When The Cursed Crusade was announced last year by Atlus, many people out there dubbed it as an Assassin’s Creed/Demon’s Souls mix due to its setting and gameplay style. We sat down with Atlus at E3 to try out the title and came away impressed with the potential of what the game holds.
The Cursed Crusade is a medieval third-person action game developed by Kylotonn Games that puts players in the roles of Denz de Bayle and Esteban Noviembre as they traverse through the Crusade and bear the Templar’s Curse. The story was very interesting and from what we saw and seemed to do a great job of setting up the gameplay.
Jumping right into the combat, gamers will notice that while you might think this looks like Demon’s Souls, it really is the farthest from it. First off, the game is much more accessible to a wide audience with a combat system that is a bit less constricted and a hundred times easier – which is not to say the game is not challenging, because it is. You must learn the patterns of enemies and use the appropriate weapons to combat them, such as stunning enemies with shields to get in close and take out their armor. You can freely switch at anytime during the game to dual wielding maces, swords, shields, or a crossbow to take out ranged enemies. Each weapon brings new combo’s to the table and with those new combos comes finishing moves that are epic and fun to pull off.
The game also features RPG elements to it with the ability to upgrade and level up your weapons, armor, and health to power up your character. As you upgrade your weapons and such, you will also be able to unlock new moves and combos to add to your arsenal. The system isn’t incredibly deep but it fits the game well and adds just the right amount of added depth to the game.

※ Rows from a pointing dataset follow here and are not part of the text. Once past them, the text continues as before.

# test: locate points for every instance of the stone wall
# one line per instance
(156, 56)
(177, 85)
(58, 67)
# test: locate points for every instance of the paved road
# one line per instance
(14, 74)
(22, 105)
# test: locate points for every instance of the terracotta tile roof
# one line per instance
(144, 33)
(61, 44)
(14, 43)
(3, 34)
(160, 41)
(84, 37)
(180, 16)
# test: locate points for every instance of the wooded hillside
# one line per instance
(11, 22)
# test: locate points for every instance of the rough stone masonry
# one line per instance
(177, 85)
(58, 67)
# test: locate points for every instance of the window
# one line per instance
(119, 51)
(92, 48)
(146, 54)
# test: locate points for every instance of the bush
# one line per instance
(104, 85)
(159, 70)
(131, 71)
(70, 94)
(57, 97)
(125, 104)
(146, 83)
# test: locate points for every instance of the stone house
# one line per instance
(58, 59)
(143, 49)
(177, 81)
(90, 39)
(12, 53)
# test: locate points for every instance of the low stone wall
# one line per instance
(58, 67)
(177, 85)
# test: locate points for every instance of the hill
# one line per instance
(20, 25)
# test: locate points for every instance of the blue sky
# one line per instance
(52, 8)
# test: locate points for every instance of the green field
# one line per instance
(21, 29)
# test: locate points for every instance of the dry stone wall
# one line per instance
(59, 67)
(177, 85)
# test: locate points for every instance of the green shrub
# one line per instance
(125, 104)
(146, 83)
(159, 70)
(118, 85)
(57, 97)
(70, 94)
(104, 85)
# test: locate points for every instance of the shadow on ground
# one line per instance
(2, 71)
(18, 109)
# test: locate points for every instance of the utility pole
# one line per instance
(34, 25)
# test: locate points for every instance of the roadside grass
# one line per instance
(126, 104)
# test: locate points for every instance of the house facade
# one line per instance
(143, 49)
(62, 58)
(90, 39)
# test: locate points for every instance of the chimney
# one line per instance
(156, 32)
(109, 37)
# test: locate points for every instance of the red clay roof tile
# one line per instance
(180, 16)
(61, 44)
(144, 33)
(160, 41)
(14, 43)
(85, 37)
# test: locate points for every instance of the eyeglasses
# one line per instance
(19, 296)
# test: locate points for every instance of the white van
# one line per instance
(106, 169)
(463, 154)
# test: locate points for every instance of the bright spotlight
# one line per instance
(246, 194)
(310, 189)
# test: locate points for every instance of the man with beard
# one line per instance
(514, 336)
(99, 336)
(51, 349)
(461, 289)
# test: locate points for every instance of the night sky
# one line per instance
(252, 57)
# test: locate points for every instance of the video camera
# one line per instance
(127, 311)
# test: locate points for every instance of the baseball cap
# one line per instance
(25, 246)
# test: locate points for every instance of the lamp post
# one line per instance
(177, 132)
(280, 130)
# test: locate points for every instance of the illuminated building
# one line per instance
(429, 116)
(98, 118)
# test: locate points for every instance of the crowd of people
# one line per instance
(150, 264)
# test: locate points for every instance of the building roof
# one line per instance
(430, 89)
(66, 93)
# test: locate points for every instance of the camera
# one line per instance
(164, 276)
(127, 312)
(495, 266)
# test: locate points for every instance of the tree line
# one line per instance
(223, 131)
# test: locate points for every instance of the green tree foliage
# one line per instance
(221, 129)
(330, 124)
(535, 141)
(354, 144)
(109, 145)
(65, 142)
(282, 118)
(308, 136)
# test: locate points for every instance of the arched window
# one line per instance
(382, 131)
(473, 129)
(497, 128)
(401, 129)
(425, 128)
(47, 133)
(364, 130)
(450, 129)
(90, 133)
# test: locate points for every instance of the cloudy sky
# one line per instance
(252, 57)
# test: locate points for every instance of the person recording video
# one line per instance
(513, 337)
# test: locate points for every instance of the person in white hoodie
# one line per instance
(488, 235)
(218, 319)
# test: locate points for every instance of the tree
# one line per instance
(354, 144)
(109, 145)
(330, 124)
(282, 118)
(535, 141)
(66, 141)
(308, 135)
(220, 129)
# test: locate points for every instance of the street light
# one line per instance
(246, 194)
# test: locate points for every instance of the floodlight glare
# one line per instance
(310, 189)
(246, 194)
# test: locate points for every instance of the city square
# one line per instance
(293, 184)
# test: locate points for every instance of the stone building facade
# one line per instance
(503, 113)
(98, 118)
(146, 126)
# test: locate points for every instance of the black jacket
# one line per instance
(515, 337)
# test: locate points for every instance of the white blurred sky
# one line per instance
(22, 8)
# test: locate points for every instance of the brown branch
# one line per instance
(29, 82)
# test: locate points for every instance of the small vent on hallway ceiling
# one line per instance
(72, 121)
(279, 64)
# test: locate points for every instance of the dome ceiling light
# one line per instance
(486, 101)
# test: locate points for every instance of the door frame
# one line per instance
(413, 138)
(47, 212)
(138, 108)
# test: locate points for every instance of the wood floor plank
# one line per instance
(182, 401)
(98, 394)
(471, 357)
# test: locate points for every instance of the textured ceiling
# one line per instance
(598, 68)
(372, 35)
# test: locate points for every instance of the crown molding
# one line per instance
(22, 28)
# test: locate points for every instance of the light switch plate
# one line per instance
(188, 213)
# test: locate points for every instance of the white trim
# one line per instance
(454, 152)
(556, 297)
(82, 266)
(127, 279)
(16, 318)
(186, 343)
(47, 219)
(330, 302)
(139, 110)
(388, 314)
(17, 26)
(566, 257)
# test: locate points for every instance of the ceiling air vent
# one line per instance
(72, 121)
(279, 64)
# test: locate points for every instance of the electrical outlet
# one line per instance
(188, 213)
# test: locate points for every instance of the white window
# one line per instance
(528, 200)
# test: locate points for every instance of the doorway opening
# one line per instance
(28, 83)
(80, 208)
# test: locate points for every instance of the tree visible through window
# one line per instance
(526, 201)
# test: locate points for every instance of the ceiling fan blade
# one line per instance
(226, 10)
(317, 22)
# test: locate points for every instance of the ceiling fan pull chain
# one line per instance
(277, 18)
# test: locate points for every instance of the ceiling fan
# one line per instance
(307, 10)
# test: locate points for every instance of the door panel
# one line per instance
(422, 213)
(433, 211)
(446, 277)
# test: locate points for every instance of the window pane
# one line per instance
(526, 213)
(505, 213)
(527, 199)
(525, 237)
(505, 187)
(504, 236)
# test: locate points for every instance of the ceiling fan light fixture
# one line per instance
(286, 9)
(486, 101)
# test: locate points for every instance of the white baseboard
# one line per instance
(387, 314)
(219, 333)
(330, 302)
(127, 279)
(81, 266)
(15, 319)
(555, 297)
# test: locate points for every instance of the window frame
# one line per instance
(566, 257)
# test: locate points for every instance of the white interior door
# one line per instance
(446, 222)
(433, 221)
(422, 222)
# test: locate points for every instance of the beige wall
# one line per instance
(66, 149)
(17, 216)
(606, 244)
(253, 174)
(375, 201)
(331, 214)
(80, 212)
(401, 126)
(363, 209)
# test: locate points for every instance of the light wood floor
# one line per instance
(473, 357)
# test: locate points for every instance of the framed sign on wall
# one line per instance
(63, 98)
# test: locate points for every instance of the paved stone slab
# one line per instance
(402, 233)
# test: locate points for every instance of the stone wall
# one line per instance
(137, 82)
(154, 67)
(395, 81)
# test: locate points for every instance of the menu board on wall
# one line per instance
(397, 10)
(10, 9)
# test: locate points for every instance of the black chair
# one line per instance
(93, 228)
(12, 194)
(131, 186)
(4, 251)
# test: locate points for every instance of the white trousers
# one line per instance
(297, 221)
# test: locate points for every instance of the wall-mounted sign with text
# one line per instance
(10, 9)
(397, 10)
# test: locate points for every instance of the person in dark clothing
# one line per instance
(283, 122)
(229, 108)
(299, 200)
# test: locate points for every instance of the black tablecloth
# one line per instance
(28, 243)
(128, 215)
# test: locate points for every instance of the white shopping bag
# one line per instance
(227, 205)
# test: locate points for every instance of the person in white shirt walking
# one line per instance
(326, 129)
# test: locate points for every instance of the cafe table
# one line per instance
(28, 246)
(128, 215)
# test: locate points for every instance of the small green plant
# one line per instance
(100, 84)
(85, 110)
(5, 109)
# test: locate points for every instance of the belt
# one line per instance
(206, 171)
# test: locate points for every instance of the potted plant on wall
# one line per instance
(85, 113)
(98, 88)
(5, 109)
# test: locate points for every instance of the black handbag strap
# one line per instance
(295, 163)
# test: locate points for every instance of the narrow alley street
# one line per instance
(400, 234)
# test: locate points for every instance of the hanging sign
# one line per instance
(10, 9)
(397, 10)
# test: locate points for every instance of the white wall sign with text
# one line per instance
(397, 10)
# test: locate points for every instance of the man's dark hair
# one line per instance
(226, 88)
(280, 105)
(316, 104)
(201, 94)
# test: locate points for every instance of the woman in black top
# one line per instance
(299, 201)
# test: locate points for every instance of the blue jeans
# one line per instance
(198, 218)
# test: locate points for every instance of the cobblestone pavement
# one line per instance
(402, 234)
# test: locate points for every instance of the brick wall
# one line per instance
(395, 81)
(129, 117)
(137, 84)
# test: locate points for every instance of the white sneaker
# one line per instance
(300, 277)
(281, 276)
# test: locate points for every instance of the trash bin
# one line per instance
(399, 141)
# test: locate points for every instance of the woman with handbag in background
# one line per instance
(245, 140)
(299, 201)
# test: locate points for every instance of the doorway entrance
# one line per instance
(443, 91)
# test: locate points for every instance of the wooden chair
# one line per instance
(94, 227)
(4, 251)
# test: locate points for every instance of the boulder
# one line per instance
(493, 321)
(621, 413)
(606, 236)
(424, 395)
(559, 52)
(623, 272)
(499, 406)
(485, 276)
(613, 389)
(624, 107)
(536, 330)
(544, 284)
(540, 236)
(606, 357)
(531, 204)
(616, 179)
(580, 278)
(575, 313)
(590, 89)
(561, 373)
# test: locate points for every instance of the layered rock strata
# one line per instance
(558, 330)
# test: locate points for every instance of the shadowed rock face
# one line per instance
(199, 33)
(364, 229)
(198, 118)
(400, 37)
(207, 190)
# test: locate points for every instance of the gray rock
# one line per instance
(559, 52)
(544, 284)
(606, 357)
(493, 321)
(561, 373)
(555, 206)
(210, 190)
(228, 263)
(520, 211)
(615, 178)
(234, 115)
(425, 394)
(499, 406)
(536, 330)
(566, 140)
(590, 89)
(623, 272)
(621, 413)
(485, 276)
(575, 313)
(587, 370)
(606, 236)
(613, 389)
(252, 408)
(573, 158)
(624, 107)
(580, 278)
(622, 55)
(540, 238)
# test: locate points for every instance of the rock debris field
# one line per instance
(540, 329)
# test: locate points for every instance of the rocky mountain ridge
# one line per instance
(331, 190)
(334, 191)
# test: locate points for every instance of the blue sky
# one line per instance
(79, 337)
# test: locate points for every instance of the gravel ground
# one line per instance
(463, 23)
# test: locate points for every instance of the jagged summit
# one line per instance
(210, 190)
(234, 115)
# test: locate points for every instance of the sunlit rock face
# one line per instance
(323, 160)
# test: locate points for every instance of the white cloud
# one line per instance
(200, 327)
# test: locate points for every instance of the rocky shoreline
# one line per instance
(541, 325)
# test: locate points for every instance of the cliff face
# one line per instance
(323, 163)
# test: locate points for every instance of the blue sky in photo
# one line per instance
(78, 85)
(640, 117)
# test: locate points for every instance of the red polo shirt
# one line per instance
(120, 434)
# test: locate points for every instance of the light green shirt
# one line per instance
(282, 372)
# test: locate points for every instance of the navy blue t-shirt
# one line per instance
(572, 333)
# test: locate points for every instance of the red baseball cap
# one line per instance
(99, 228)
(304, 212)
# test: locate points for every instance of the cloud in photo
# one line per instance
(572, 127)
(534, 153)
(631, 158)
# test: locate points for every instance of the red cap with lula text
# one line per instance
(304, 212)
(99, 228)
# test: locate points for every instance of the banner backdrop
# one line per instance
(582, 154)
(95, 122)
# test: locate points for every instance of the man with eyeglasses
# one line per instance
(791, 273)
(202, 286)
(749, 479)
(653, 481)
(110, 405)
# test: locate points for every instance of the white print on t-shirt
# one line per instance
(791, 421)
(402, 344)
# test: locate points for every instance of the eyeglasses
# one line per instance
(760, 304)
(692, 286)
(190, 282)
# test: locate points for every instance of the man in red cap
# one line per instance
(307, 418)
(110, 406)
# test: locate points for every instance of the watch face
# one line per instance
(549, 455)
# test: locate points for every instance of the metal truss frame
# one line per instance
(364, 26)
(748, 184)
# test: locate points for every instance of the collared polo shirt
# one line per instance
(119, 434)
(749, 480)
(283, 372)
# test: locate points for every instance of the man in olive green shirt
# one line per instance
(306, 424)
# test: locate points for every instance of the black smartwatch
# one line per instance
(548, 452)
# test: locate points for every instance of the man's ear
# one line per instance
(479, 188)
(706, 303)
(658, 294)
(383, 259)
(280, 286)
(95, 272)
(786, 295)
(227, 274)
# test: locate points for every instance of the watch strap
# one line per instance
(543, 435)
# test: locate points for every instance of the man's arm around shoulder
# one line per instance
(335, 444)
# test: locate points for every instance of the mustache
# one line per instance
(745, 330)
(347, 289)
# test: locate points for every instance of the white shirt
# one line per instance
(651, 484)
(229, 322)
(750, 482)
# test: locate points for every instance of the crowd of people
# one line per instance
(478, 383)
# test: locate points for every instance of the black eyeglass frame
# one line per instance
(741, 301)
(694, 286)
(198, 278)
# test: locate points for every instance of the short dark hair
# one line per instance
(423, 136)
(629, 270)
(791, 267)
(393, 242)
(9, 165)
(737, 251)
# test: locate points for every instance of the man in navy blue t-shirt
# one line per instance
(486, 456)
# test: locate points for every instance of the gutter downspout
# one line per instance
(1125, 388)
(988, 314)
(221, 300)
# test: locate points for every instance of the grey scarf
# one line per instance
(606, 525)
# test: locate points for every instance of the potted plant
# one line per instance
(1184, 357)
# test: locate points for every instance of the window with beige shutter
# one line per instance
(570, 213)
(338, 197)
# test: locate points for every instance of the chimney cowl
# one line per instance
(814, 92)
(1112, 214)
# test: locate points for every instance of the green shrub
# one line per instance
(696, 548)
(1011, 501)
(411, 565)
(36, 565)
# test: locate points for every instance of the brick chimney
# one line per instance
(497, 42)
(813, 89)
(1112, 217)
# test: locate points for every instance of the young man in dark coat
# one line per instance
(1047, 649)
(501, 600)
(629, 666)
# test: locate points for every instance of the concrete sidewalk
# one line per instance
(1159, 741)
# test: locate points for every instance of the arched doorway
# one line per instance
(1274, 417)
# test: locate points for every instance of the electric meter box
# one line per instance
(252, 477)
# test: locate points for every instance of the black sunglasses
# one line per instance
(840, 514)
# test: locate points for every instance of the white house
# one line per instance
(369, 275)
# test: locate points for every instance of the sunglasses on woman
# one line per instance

In The Cursed Crusade, the entire game can be played through single player or with a friend in offline/online co-op. Sadly the demo unit we played did not have co-op available but we did get to see the game with an A.I. teammate and, while your computer sidekick was not overly impressive, he did a serviceable job setting up combo attacks for you and holding his own while not completely taking over the fight. There are various sections in the game where you will need him to move carts out of your way or boost you onto a higher ledge.
Easily the coolest part of my time with the game was when we activated the Templar’s Curse and opened up hell. When we did this, we could attack with all sorts of power to dominate our opponents, but we had to watch our gauge and exit the mode before we fell to Death and our life ended. Where this also comes into play is that when you die, you actually must fight off Death until your A.I. teammate can make his way to you and bring you back to life, a rather interesting take on player death.
The Cursed Crusade does not reinvent the action adventure formula, but it is fresh enough to call for a look from gamers out there in need of a fun co-op crusade. The setting and scenery were impressive to look at, while the combat flowed like the salmon of Capistrano. Look forward to more coverage on this game in the coming months and when it releases this fall.